In traditional object-pascal all classes inherit from a type called TObject. Quartex Pascal likewise supports this and most of your object pascal code will inherit from that.

But when it comes to interfacing directly with JavaScript libraries, the dependency on TObject is thankfully optional.


When you inherit your classes from TObject the compiler generates VMT (virtual method table) data for the object instances. This is the "magic glue" that makes traditional OOP and polymorphism possible under JavaScript. The way our VMT is organized is not really compatible with what JavaScript libraries expect, which is typically a clean object structure with named fields, sub structures and values.


The solution was to introduce an optional ancestor called JObject.
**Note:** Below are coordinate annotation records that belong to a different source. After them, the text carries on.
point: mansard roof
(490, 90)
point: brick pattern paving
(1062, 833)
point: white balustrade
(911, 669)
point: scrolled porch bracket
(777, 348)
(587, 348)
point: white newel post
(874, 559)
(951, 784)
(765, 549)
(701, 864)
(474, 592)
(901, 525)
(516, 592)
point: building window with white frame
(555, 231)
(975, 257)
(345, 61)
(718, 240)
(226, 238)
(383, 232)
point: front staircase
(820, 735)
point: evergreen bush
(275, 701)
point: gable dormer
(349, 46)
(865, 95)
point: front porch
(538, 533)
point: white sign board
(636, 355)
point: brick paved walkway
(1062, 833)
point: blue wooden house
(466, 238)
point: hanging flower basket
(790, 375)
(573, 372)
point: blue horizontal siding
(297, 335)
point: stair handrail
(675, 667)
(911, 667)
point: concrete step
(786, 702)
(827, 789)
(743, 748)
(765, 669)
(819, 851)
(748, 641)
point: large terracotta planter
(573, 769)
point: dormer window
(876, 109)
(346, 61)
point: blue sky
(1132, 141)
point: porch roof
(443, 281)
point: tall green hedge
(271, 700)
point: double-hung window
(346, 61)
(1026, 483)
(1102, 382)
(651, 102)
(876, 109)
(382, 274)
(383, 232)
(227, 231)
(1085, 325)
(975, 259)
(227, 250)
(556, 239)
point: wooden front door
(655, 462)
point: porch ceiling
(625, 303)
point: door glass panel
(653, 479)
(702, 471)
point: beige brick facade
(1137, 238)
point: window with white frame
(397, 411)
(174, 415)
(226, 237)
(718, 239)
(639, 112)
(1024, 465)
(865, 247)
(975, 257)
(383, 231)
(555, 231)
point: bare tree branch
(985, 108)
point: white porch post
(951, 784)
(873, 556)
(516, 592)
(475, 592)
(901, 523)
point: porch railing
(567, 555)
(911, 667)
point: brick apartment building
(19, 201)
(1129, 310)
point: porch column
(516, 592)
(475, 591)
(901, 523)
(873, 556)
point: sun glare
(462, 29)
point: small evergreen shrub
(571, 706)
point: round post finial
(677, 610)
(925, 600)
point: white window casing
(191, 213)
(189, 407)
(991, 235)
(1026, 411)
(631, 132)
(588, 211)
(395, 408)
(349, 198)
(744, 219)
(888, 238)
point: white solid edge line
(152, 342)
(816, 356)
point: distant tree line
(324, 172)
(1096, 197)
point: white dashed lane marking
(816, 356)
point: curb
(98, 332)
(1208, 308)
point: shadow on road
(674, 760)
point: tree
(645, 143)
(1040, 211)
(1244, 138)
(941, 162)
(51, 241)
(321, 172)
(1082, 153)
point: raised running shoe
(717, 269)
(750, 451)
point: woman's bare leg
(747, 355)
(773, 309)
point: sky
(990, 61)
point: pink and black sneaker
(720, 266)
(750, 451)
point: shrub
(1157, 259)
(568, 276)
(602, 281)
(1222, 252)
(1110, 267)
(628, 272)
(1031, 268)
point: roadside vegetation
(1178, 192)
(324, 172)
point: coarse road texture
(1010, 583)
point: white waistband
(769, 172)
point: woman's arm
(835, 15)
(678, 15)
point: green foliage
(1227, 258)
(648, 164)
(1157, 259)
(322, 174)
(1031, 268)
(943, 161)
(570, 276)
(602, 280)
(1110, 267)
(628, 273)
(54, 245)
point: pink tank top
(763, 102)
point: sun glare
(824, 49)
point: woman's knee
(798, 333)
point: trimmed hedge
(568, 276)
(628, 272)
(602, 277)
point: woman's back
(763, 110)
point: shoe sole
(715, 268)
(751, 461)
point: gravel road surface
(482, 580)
This ancestor informs the compiler that no VMT or OOP functionality should be generated, which means no polymorphism is possible. It basically reduces the functionality of the class to that of vanilla JavaScript objects.


So instead of writing:


TMyClass = class( TObject )

end;


You instead write:


TMyClass = class( JObject )

end;


Just like TObject you can inherit from classes based on JObject, but these classes are limited to ordinary methods, properties and fields. You cannot have abstract methods, override methods, or have duplicate names in the inheritance chain. Behind the scenes there is only pseudo inheritance for these class types, where the compiler keeps track of everything and duplicates the ancestor content into the successor. The inheritance is simply there to make writing large wrapper units for JS libraries sane.